As we text back and forth I found out it was a young lady who was going through some tough struggles and just didn’t know which way to go. Yet…there was her answer. A text from a perfect stranger saying “God’s not dead.”

It was not by chance that she received that text.

God knows exactly when we need to hear His ever soft whisper. 
He knows when we need to see His sign. 
He knows when we need to feel His presence. 
Sometimes…we just need to be still and look up.

I think of that young lady often and pray for her every time she comes to mind. In those moments I send her a text just to let her know I’m praying for her. I never hear back. I often wonder if my simple text is being received right when she needs it. Because it certainly is Not By Chance that she is on my mind.

Where ever you are… know that God’s NOT dead and those small subtle things that happen are not by chance. They are His way of saying….Be Still and Know I am God and I am here for you.

Blessings!
Bo

10/14/2014

Monday, September 29, 2014

Unconditional Love


I type with one finger on my cellphone. I simply cannot master dual thumbs. So when I’m sitting in church and I’m trying to take notes often when I go back to read over my notes I have a good giggle over what I’ve typed trying to decipher what some words are supposed to be. 

This evening as I was spending time in prayer I felt led to go back to my notes from this morning’s message. Much to my amazement I was able to read what I typed. Not only was it not jumbled from me trying to hurry it was all capitalized. The portion of my notes, that I was drawn to, read:

“We must first love ourselves unconditionally before we can love others unconditionally.”

WOW! Think about that for a second.

“We must first love ourselves unconditionally before we can love others unconditionally.”

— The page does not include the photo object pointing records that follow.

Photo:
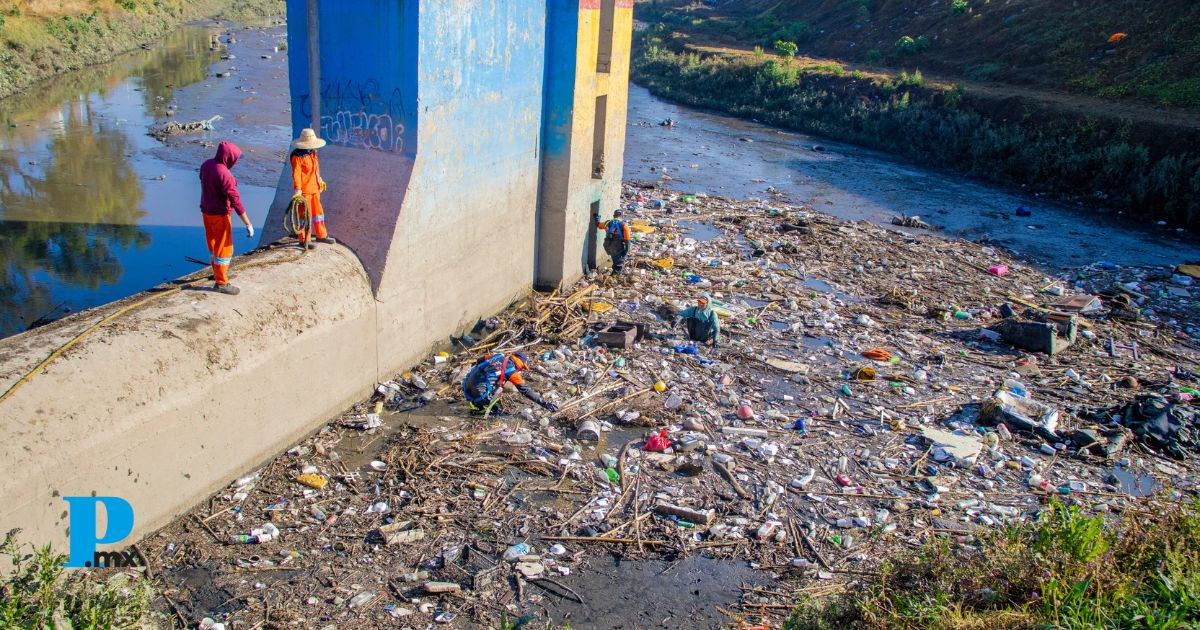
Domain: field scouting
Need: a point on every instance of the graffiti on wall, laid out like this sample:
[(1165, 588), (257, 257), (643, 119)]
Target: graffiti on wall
[(357, 114)]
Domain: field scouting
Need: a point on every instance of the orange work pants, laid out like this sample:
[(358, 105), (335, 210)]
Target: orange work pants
[(219, 233), (318, 217)]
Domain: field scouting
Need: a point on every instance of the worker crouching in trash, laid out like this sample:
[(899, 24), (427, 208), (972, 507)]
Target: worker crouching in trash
[(616, 239), (701, 322), (219, 198), (309, 185), (486, 381)]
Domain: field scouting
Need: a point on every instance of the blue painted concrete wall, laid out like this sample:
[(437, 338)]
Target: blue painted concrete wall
[(369, 72), (465, 241), (562, 29)]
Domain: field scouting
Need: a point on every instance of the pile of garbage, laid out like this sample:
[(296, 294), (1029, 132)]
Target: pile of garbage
[(870, 389)]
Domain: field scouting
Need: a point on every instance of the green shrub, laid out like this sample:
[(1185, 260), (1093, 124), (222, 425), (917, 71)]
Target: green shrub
[(786, 48), (36, 593), (1063, 571), (916, 78), (910, 46)]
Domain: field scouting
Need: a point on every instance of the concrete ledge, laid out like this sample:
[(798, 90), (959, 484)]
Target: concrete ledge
[(173, 400)]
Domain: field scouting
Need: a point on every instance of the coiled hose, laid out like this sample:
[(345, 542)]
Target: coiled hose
[(297, 220)]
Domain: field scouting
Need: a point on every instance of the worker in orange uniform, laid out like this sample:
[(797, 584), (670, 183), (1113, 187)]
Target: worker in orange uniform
[(616, 239), (219, 197), (307, 184)]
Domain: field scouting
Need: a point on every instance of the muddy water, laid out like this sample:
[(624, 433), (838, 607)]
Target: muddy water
[(721, 155), (90, 210)]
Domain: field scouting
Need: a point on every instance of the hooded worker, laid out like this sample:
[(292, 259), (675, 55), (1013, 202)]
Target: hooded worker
[(485, 382), (616, 239), (307, 184), (701, 322), (219, 198)]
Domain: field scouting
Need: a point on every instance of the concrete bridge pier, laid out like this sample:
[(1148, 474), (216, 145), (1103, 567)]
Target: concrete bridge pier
[(469, 143)]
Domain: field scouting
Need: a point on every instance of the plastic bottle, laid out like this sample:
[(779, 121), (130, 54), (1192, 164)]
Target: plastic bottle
[(767, 529), (516, 551), (361, 598)]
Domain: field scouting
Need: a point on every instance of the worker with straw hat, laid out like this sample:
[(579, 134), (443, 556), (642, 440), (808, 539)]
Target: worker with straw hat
[(307, 184)]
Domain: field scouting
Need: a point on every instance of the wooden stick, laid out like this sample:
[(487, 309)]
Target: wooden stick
[(618, 401), (601, 539)]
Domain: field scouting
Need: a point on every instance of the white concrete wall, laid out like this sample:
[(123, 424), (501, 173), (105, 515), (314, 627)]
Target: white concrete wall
[(177, 399)]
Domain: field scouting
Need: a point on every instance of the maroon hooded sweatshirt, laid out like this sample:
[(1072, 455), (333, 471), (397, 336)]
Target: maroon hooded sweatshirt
[(219, 187)]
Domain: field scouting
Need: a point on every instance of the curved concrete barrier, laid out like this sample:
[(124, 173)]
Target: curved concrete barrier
[(173, 400)]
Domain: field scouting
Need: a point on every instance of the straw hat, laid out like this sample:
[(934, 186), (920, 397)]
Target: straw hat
[(307, 139)]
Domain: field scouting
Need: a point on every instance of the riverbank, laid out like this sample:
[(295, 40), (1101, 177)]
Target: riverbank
[(1145, 171), (811, 444), (39, 45)]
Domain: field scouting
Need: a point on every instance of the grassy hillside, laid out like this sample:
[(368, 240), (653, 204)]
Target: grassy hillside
[(1113, 48), (1147, 169), (40, 39)]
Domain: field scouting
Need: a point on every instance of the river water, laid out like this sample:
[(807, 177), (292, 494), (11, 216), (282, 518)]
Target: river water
[(89, 211), (93, 209), (721, 155)]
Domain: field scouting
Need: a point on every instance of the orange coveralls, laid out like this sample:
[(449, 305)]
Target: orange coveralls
[(306, 179)]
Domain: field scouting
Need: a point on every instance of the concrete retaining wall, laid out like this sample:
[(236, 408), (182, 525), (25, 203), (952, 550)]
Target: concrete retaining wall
[(461, 169), (178, 397)]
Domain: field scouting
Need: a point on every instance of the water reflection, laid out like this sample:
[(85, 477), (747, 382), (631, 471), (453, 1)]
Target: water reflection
[(71, 199)]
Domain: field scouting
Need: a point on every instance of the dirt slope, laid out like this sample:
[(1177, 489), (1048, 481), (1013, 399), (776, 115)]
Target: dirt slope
[(1047, 43)]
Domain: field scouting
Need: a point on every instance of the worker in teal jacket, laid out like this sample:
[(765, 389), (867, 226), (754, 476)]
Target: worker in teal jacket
[(616, 239), (701, 322)]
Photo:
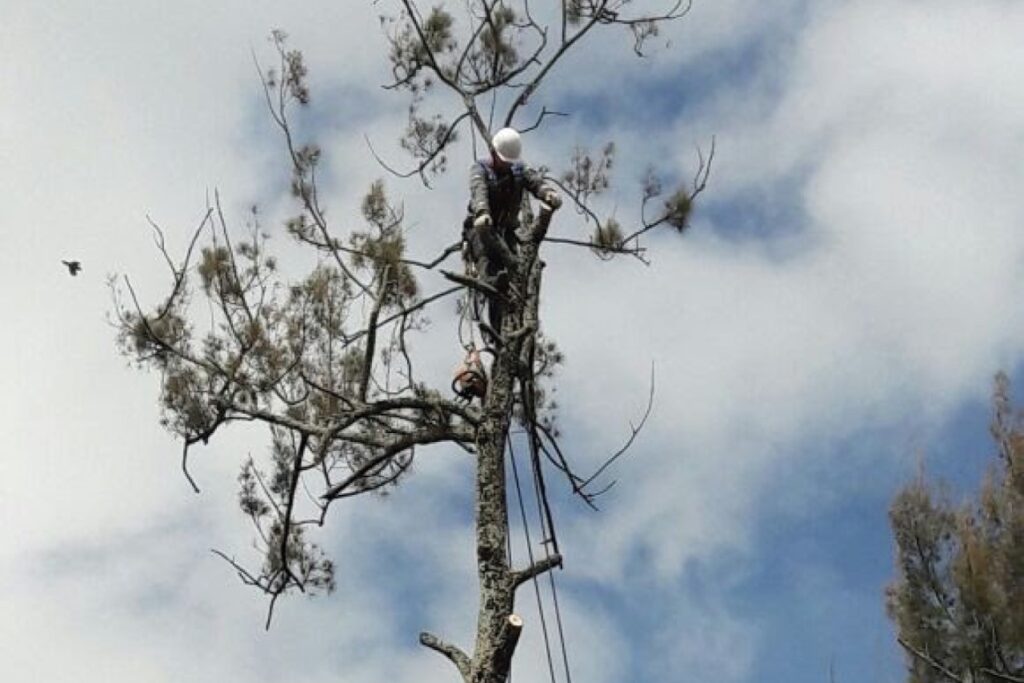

In scripture we find the two greatest commandments in Mark 12:30-31:

   1.    Love the Lord with all your heart, all your soul, all your mind and all your strength.
   2.    Love your neighbor as yourself.

Love your neighbor as yourself. HA! How on earth do we do that when we are a society that is extremely quick to judge. Without any thought of a possible circumstance at hand we are quick to judge the mother of 4 in line at the grocery store paying for her groceries with food stamps. We are quick to judge the man standing at the red light holding a sign that says, “Will work for food”. We are quick to judge the woman with long beautiful blonde hair walking down the street. We are quick to judge the man driving the red sports car that just went zooming past in the fast lane.

I’m guilty. Are you? Are you guilty of judging someone else without knowing their circumstance? Better yet…are you guilty of judging yourself? Comparing yourself to others and putting yourself down?

If we’re doing all this judging, how on earth are we loving unconditionally? Isn’t unconditional love an accepting love? Maybe, just maybe, if we would ease up and stop our minds in mid thought and just love in the moment we could make a drastic change in not only our lives but the lives of others.

If we aren’t loving ourselves first, how on earth are we supposed to love someone, anyone, else? I’m pretty certain that it would be nearly impossible to love your neighbor as yourself when most of us don’t even like ourselves.

We say such rude things to and about ourselves that if a complete stranger walked up to us and said those things we’d want to throat punch them! So, why is it okay for us to speak so degrading and disrespectful to ourselves?

It’s time to stop!!

Today, I want you to know….I love me. I’m going to love me unconditionally because I’m an unique and divine masterpiece. I’m going to stop judging myself so harshly and forgive myself for the mistakes my flesh has made.

I want to walk forward in this life loving you for all you are and all that you were created to be….no matter who you are! 

So, starting today, I’m choosing to love me in order to be able to do what I’m called to do. Love my neighbors as myself.

No more judging. No more not forgiving myself for my mistakes. No more disrespectful and degrading words about myself in my head. It’s time for me to love me, unconditionally…because it’s what I'm called to do in order to be able to love you unconditionally.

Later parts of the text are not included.